As an example of a disruptive innovation cycle, Christensen talked about the computer business, specifically the move from $2 million mainframes to $200,000 minicomputers to $2,000 personal computers, and finally to $200 smartphones. He pointed out two things: each innovation brought computing technology to a larger segment of the population, and none of the market leaders in any part of the chain was able to stay a market leader in the next part (with the possible exception of Apple).

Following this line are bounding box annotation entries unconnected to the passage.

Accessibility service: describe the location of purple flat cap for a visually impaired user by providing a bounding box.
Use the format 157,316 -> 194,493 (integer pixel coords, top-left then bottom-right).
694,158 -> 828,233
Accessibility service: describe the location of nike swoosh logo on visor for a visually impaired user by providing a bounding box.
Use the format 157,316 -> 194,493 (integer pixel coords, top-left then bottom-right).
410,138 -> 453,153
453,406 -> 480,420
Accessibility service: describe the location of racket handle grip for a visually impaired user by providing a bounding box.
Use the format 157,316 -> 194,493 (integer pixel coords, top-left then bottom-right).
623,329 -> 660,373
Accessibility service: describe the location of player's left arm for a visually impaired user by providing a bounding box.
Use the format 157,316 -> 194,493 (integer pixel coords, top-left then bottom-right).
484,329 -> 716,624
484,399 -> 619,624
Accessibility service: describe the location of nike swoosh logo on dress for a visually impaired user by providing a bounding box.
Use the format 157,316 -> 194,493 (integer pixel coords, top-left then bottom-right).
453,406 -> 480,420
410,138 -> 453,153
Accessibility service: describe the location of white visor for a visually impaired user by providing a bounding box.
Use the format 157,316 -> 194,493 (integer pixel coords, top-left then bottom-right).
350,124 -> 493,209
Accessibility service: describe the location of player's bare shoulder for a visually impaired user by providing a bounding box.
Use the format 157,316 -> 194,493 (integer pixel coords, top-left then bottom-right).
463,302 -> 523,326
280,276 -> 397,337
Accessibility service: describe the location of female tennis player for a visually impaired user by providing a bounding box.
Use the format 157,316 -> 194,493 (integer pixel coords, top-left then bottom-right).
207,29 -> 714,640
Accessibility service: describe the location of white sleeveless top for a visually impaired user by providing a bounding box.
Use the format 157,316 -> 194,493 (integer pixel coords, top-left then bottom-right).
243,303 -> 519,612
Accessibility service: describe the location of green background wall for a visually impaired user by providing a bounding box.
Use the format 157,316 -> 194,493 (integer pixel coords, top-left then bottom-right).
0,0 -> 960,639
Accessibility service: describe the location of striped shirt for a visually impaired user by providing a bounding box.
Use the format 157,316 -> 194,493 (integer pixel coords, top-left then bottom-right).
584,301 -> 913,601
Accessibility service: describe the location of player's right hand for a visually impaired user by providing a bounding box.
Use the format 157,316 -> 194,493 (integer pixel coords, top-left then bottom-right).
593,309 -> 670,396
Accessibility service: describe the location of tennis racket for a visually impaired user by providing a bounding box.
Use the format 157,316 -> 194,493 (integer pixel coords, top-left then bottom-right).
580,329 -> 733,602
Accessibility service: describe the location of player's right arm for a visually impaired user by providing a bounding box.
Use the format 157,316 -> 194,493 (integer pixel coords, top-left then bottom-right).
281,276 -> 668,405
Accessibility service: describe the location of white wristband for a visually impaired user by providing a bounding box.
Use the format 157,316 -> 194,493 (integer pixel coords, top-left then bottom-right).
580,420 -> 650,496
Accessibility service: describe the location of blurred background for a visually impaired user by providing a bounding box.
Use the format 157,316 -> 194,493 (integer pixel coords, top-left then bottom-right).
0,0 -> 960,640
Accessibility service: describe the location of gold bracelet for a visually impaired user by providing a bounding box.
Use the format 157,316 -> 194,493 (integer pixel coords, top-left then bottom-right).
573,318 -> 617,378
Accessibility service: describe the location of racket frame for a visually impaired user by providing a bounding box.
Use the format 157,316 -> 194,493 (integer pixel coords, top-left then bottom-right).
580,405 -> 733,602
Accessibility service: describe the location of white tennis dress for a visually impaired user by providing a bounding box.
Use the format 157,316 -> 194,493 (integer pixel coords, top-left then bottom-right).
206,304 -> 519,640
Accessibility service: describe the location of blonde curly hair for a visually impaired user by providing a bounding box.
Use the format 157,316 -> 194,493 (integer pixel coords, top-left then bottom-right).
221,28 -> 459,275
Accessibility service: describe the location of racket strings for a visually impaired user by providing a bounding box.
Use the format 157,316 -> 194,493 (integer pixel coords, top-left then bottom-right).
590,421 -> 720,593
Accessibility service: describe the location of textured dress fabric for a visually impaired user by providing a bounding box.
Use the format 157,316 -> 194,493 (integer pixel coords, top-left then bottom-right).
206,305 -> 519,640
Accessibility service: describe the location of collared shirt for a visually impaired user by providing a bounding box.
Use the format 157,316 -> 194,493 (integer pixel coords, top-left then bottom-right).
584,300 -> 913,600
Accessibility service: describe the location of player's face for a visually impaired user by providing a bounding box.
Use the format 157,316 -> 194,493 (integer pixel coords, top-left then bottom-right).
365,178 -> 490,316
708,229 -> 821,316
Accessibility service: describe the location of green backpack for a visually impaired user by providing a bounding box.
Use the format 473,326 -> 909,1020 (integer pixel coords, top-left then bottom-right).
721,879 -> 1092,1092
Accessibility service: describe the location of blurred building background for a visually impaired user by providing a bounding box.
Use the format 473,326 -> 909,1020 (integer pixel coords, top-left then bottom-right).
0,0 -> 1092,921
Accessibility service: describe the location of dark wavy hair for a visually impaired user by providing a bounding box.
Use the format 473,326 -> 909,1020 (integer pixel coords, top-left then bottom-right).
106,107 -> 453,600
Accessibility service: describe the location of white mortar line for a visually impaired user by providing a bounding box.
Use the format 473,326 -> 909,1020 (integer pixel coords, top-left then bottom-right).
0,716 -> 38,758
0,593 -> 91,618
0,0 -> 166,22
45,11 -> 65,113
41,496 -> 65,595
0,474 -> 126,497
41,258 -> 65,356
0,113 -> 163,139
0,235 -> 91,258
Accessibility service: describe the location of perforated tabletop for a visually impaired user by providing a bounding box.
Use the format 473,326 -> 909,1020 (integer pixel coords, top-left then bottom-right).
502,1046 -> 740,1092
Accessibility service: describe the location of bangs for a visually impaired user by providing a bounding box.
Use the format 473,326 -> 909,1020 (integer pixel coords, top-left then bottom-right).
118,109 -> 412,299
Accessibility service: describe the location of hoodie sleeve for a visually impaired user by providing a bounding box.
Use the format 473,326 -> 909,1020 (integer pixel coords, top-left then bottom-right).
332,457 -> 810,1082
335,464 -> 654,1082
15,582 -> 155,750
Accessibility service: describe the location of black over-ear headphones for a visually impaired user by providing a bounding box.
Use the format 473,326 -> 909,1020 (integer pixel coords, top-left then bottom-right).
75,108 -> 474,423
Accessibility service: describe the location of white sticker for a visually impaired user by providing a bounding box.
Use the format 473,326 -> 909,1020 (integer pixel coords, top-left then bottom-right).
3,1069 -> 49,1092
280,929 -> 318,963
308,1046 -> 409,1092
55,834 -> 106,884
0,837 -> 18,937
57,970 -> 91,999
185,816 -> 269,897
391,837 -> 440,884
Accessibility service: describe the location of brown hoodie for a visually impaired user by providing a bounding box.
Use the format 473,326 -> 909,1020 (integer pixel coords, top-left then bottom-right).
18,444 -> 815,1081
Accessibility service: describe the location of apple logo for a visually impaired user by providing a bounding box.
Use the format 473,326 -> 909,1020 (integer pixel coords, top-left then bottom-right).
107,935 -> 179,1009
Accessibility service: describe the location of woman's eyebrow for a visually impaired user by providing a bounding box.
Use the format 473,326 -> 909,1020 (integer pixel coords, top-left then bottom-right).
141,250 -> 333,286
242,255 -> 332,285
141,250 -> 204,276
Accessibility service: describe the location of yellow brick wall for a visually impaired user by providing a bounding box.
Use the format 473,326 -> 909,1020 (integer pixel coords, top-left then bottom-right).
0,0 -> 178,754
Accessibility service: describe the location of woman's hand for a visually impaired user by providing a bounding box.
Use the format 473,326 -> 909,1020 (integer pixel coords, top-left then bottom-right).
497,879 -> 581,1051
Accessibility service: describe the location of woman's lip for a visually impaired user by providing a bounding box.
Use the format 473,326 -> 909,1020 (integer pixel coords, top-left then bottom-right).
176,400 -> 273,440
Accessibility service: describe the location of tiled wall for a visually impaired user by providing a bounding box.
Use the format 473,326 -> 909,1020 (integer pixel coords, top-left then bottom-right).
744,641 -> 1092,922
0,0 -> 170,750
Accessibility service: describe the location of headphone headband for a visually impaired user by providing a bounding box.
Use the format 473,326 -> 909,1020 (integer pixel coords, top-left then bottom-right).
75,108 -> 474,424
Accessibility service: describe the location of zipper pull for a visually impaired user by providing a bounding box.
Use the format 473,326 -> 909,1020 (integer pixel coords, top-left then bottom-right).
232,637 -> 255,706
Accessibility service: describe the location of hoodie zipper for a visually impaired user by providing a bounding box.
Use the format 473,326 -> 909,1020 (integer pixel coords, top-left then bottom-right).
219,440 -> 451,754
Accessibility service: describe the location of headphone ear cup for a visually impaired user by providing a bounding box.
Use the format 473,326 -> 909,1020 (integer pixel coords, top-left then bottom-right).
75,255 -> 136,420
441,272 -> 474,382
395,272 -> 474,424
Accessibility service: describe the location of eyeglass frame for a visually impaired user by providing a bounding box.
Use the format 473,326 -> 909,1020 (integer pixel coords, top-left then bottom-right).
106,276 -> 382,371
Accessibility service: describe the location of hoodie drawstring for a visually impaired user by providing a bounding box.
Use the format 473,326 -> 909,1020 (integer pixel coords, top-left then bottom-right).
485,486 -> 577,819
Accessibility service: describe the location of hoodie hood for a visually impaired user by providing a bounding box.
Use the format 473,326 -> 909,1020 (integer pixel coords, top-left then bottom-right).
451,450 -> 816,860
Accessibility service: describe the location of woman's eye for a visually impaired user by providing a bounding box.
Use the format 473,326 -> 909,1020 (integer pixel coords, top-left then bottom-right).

“[Makers of minicomputers] got no signal that the personal computer mattered to their customers, because it didn’t matter to their customers,” he said. “We started using a PC for simple things and then the tech got better and better and better, until we could solve all our problems with a personal comupter and we didn’t have to buy a mainframe anymore. And the leaders in that space got killed. … It’s not that the market leaders didn’t see it coming. It’s that it made no economic sense.” 
In healthcare, the market already includes all the possible consumers. The way disruptive innovation will happen, he believes, is in the form of decentralization. Rather than just innovating diminishing returns on better and better hospital-based treatment mechanisms, innovation will consist in taking equal or even inferior versions of technology that exists in hospitals and moving it outward — to clinics, retail clinics, and, eventually, the home.
The way that technology enables that shift outward in care is by doing what Christensen calls “commoditizing experience.” As the scope of medical knowledge has increased, doctors have already made a shift from intuitive care, where educated guesses and trial and error came to bear in treating patients, to evidence-based medicine, where doctors devise treatment plans based on what’s worked best historically in patients with the most similar symptoms.
The shift from evidence-based medicine to personalized medicine, where the doctor uses detailed data about a particular patient to devise a highly specific treatment plan, will be the same kind of shift. Each gradation makes diagnosis and treatment easier to teach, allowing more parts of care to scale out from physician specialists to nurse practitioners to patients and families.
Decentralization will also solve what Christensen considers a fundamental business problem for hospitals.
“In a typical hospital, overheads account for 85 to 90 percent of total costs because of the complexity of offering a ‘one size fits none’ offering,” he said. “It turns out there are three different business models inside a hospital, and those three business models are incompatible.”
The diagnostic function of a hospital functions similarly to a consulting firm, he explained, and works best with a fee for service business model. The acute care and surgery functions of a hospital are a process business, like manufacturing or education, and should have an outcomes-based business model. Finally, chronic disease management and patient community-building are facilitated networks, like telecom companies or insurance companies, and they want a membership-based payment model. Decentralization of care would enable each of those businesses to operate more efficiently, with less overhead.
Christensen thinks actual disruptive innovation in healthcare hasn’t really begun yet. But technologies on the horizon — from home health sensors, to telemedicine, to increasingly sophisticated population health management, could start to move that needle.